Women and the Roman City in the Latin West

Women and the Roman City in the Latin West PDF Author: Emily Hemelrijk
Publisher: BRILL
ISBN: 9004255958
Category : History
Languages : en
Pages : 430

Book Description
Roman Cities, as conventionally studied, seem to be dominated by men. Yet as the contributions to this volume—which deals with the Roman cities of Italy and the western provinces in the late Republic and early Empire—show, women occupied a wide range of civic roles. Women had key roles to play in urban economies, and a few were prominent public figures, celebrated for their generosity and for their priestly eminence, and commemorated with public statues and grand inscriptions. Drawing on archaeology and epigraphy, on law and art as well as on ancient texts, this multidisciplinary study offers a new and more nuanced view of the gendering of civic life. It asks how far the experience of women of the smaller Italian and provincial cities resembled that of women in the capital, how women were represented in sculptural art as well as in inscriptions, and what kinds of power or influence they exercised in the societies of the Latin West.

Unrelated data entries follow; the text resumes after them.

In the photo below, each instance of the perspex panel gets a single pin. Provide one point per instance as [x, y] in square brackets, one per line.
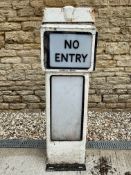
[67, 105]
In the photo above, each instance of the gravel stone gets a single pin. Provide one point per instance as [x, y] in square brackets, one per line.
[101, 126]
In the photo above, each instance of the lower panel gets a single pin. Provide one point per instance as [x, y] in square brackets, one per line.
[67, 104]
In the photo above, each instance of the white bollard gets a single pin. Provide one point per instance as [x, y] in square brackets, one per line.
[68, 50]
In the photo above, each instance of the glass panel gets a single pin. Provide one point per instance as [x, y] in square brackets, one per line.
[67, 107]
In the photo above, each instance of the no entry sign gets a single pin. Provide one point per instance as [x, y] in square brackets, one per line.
[68, 49]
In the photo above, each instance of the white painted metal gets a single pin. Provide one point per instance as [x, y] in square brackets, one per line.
[69, 28]
[67, 19]
[66, 94]
[68, 14]
[65, 151]
[69, 50]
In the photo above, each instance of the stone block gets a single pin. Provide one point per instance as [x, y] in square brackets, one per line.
[118, 2]
[30, 98]
[124, 63]
[34, 77]
[9, 26]
[5, 66]
[128, 22]
[27, 11]
[24, 18]
[98, 80]
[19, 37]
[122, 57]
[2, 41]
[117, 21]
[8, 12]
[36, 106]
[94, 98]
[29, 53]
[21, 66]
[110, 98]
[125, 98]
[31, 46]
[17, 106]
[20, 4]
[10, 98]
[128, 105]
[105, 63]
[5, 4]
[118, 80]
[16, 75]
[121, 91]
[30, 60]
[115, 105]
[25, 92]
[104, 56]
[11, 60]
[4, 106]
[2, 18]
[14, 46]
[7, 53]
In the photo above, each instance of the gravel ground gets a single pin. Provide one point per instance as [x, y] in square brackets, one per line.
[101, 126]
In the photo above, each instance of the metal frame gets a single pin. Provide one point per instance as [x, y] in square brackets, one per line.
[75, 28]
[47, 49]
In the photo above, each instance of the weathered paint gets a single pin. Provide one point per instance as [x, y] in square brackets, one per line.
[68, 14]
[67, 19]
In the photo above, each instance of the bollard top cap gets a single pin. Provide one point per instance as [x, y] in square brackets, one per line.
[69, 14]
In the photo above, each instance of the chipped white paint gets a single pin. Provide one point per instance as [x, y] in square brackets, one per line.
[68, 14]
[26, 161]
[74, 21]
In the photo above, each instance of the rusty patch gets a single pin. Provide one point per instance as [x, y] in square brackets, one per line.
[128, 173]
[103, 166]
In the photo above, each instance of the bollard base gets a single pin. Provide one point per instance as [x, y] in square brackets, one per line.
[66, 167]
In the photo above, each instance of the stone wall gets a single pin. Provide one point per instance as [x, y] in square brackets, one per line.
[21, 77]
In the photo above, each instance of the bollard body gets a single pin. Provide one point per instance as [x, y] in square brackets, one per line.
[68, 45]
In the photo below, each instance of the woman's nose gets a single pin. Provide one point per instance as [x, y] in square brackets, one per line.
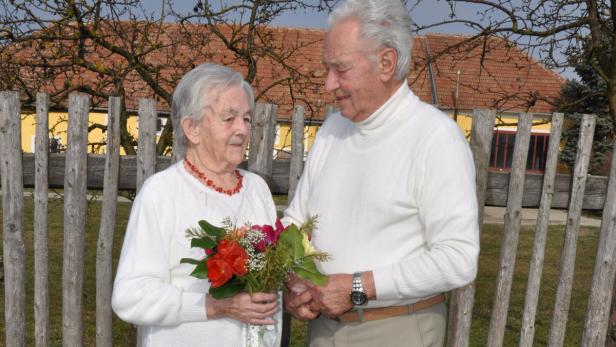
[241, 126]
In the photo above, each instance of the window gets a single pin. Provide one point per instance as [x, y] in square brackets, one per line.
[503, 143]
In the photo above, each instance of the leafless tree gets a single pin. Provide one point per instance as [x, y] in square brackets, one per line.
[564, 34]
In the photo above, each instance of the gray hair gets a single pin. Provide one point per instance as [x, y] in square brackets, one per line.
[385, 22]
[194, 94]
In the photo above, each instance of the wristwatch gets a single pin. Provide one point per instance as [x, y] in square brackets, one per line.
[358, 296]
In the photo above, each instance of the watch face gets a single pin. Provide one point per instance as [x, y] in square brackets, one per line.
[358, 298]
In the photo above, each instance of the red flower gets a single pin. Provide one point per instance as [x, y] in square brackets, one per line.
[219, 271]
[234, 255]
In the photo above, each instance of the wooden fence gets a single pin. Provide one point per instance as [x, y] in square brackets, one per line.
[76, 172]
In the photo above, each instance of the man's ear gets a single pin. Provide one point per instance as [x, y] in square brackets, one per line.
[191, 129]
[388, 58]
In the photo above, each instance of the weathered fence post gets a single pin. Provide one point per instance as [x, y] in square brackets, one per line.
[41, 197]
[598, 311]
[462, 299]
[567, 257]
[146, 151]
[74, 219]
[297, 150]
[527, 332]
[104, 247]
[14, 251]
[262, 137]
[513, 220]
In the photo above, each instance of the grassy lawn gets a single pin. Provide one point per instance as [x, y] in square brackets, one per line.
[488, 267]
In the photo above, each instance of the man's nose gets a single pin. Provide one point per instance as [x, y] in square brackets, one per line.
[241, 126]
[331, 81]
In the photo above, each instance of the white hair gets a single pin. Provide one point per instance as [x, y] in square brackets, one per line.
[384, 22]
[194, 94]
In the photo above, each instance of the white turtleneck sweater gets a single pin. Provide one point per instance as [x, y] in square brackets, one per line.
[394, 194]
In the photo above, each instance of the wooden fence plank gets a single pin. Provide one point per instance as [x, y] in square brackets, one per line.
[104, 247]
[527, 332]
[567, 257]
[262, 137]
[14, 252]
[598, 312]
[146, 153]
[462, 300]
[496, 194]
[74, 220]
[513, 219]
[297, 150]
[41, 241]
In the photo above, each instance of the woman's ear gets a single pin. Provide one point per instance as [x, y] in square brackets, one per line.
[388, 58]
[191, 129]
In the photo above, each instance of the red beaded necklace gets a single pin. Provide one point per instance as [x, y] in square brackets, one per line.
[211, 184]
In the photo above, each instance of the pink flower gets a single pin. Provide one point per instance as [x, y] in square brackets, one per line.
[270, 234]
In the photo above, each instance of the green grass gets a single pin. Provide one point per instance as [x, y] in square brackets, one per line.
[488, 268]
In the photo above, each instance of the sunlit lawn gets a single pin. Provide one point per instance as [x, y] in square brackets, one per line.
[488, 267]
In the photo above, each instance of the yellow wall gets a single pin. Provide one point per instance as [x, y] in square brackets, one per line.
[541, 124]
[283, 139]
[58, 127]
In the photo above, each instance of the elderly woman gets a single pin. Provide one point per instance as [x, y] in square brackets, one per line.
[212, 107]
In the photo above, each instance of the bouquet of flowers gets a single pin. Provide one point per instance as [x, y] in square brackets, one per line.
[257, 258]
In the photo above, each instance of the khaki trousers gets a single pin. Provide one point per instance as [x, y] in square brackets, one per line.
[420, 329]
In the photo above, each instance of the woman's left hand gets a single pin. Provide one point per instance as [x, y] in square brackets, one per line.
[255, 309]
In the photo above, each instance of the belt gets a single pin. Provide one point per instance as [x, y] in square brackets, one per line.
[368, 314]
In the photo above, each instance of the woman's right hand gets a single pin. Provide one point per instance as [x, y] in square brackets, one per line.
[256, 309]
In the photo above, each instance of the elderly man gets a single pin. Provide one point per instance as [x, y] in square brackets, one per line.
[391, 180]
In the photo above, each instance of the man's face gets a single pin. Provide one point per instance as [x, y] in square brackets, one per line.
[353, 75]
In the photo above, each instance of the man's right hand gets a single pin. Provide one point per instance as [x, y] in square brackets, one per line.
[298, 298]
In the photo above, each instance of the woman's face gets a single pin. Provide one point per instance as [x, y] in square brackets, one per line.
[224, 130]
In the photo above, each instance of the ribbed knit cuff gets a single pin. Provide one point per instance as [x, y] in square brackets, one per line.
[193, 307]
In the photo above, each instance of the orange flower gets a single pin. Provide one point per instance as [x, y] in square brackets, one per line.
[219, 271]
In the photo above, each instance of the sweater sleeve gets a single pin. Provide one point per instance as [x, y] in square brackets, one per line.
[142, 292]
[445, 191]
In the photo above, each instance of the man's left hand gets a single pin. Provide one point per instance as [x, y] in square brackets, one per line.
[333, 299]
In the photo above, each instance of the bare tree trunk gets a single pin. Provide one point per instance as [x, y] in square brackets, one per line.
[610, 340]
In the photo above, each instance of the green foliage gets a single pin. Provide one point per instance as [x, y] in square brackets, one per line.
[204, 242]
[227, 290]
[589, 95]
[491, 238]
[200, 270]
[214, 232]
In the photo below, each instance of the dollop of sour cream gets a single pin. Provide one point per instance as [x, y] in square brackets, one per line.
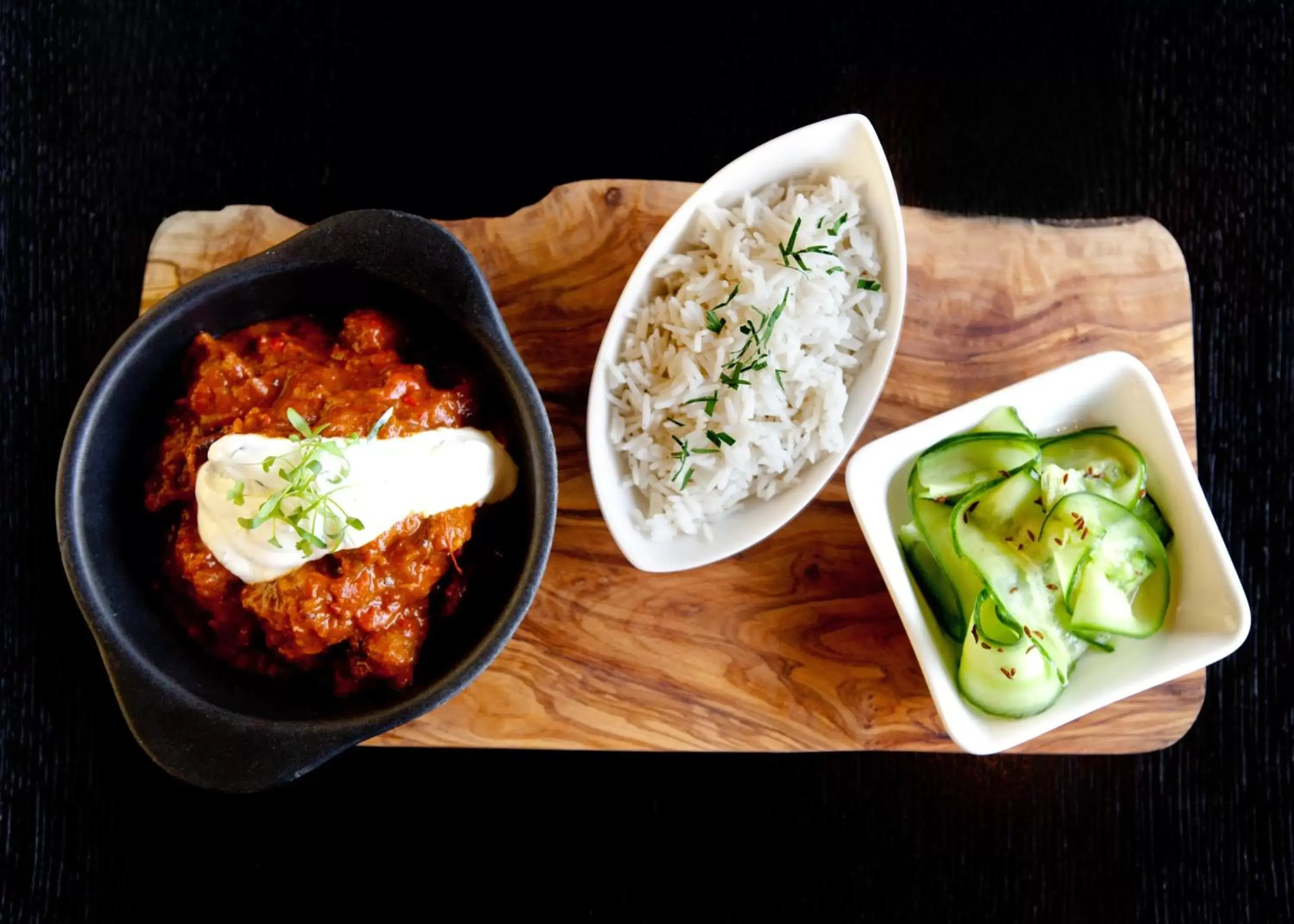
[376, 482]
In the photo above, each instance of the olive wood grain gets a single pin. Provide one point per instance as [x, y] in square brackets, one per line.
[794, 645]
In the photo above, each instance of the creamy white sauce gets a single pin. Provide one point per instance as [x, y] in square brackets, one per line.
[387, 481]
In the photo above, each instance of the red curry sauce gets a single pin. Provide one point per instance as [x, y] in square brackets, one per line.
[360, 614]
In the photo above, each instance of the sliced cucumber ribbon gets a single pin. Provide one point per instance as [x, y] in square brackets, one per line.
[950, 469]
[1030, 550]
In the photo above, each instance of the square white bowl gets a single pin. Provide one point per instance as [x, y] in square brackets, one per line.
[848, 147]
[1209, 616]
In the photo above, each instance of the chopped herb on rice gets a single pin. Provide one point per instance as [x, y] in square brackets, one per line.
[735, 377]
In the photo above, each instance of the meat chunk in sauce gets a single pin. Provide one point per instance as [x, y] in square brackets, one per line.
[360, 614]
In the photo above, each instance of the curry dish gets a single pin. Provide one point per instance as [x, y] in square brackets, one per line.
[360, 615]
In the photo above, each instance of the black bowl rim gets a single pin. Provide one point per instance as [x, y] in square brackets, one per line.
[116, 649]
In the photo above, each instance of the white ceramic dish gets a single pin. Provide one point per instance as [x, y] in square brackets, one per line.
[848, 147]
[1209, 618]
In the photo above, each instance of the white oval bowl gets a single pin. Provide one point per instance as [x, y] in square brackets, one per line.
[848, 147]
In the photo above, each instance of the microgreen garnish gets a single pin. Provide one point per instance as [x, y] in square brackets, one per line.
[381, 424]
[314, 515]
[708, 400]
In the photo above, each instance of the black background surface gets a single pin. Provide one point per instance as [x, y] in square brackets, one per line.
[117, 114]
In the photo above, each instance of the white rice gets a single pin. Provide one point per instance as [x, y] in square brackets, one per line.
[671, 358]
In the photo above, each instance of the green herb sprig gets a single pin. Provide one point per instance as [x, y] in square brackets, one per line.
[303, 505]
[713, 323]
[790, 253]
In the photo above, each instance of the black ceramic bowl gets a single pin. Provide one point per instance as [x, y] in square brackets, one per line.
[197, 717]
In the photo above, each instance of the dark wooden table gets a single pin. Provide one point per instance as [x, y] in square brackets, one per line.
[114, 117]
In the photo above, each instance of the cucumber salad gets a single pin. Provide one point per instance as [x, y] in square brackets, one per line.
[1030, 552]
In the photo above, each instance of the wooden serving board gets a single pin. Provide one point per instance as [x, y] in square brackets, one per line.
[794, 645]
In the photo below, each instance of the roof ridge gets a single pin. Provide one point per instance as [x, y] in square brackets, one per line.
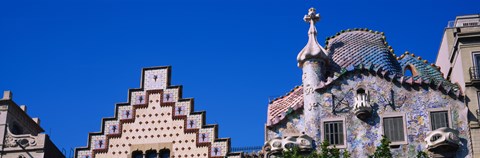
[390, 49]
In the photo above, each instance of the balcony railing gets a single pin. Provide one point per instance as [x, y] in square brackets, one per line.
[474, 73]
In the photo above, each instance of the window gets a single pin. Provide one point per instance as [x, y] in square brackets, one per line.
[151, 154]
[334, 132]
[164, 153]
[393, 129]
[439, 119]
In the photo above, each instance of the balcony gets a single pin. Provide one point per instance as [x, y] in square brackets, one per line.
[474, 74]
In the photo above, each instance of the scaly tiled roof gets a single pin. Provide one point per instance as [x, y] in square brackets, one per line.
[364, 50]
[361, 46]
[282, 106]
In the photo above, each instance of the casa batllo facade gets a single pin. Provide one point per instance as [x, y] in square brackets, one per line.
[353, 91]
[356, 89]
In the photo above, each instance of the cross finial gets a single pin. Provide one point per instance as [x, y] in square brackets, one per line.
[312, 16]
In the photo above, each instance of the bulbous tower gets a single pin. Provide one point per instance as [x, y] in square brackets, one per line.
[312, 59]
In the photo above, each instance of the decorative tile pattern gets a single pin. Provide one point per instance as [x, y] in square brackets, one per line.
[98, 142]
[170, 95]
[204, 137]
[361, 47]
[182, 108]
[218, 149]
[84, 154]
[112, 127]
[151, 122]
[138, 98]
[155, 79]
[285, 104]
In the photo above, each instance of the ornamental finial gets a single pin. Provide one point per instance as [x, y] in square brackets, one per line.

Patients and Healers in the High Roman Empire

Patients and Healers in the High Roman Empire PDF Author: Ido Israelowich
Publisher: JHU Press
ISBN: 1421416298
Category : History
Languages : en
Pages : 205

Book Description
A comprehensive study of both patients and healers in the High Roman Empire. Patients and Healers in the High Roman Empire offers a fascinating holistic look at the practice of ancient Roman medicine. Ido Irsaelowich presents three richly detailed case studies—one focusing on the home and reproduction; another on the army; the last on medical tourism—from the point of view of those on both sides of the patient-healer divide. He explains in depth how people in the classical world became aware of their ailments, what they believed caused particular illnesses, and why they turned to certain healers—root cutters, gymnastic trainers, dream interpreters, pharmacologists, and priests—or sought medical care in specific places such as temples, bath houses, and city centers. The book brings to life the complex behavior and social status of all the actors involved in the medical marketplace. It also sheds new light on classical theories about sickness, the measures Romans undertook to tackle disease and improve public health, and personal expectations for and evaluations of various treatments. Ultimately, Israelowich concludes that this clamoring multitude of coexisting forms of health care actually shared a common language. Drawing on a diverse range of sources—including patient testimonies; the writings of physicians, historians, and poets; and official publications of the Roman state—Patients and Healers in the High Roman Empire is a groundbreaking history of the culture of classical medicine.